Wifi Repeater setup & operation?

ancient

Distinguished
Sep 6, 2010
2
0
18,510
Hi

I have a wireless access point/modem at one end of my property (which I cannot relocate). To improve wireless connectivity on the other end of the property I am thinking of placing a wifi repeater (probably a cheap one like http://www.tigerdirect.com/applications/searchtools/item-details.asp?EdpNo=1824463 ) mid-point in the property. However I don't quite understand how these things work. I assume repeaters, extenders, boosters are all the same thing?

Does the repeater actually create a new seperate wifi network, so I will effectively have two wifi networks/SSIDs? or will my wireless devices still see only one wifi network? If it creates two wifi networks what happens when I move through the property with say a laptop, will the laptop need to disconnect from one and reconnect to the other hence interrupting the connection? (which is not ideal).

Also does the repeater take up an IP from my main wireless access point/modem? My setup uses a block of static IPs and hence I would prefer not to waste an IP on the repeater if possible.

Homeplugs is something else I'm looking into but that seems to be a more expensive option. With Homeplugs I would disable the wireless on the main access point/modem. Then use the Homeplug to put a wireless access point in the centre of my property hence giving fuller coverage.

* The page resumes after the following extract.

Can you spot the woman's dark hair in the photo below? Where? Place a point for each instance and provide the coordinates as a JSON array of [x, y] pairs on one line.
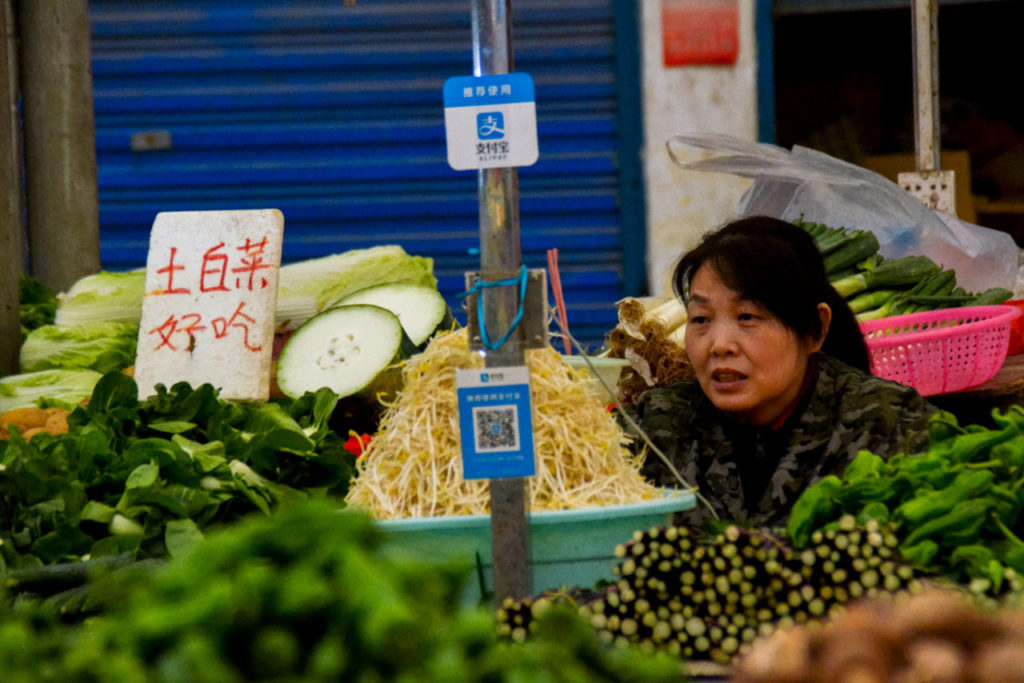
[[777, 265]]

I've also tried higher DBi antennas (& directional ones) but they have not been effective.

Thanks.
 
Its mostly that people do not understand the difference and confuse the names, they technically are different.

A repeater does create a second wireless "network" and it is preferred it be on a different radio channel. Generally you place them on the same network "subnet" and let your primary router be the gateway and DHCP server. You can if you wish on some models run multiple ip subnets but it get complex. You generally need a IP on your internal network but it is only to administer the repeater.

The SSID is a matter of choice and it causes issues no matter what you do.

Option 1 is to use the same SSID and let the PC choose the strongest signal to decide if it attached to repeater or the main router. The key here is the strongest signal may not always be the most optimal performance wise.
Option 2 is use different SSID and you pick and manually control which it is using.

A repeater will cause a small delay so it is preferred if you can to have your machines directly talk to the main router.

Moving between your 2 wireless network transparently is most likely something you cannot afford in a home network. This is equivalent to roaming between cell towers and not dropping your call. You have 2 problems. One is the how and when you change the radio channels in the PC. The second, which is the harder, is the encryption keys. You need to find a way to have both the router and the repeater be able to authenticate you and securely transfer key information between them. If you have lots of money you can buy systems that can do roaming.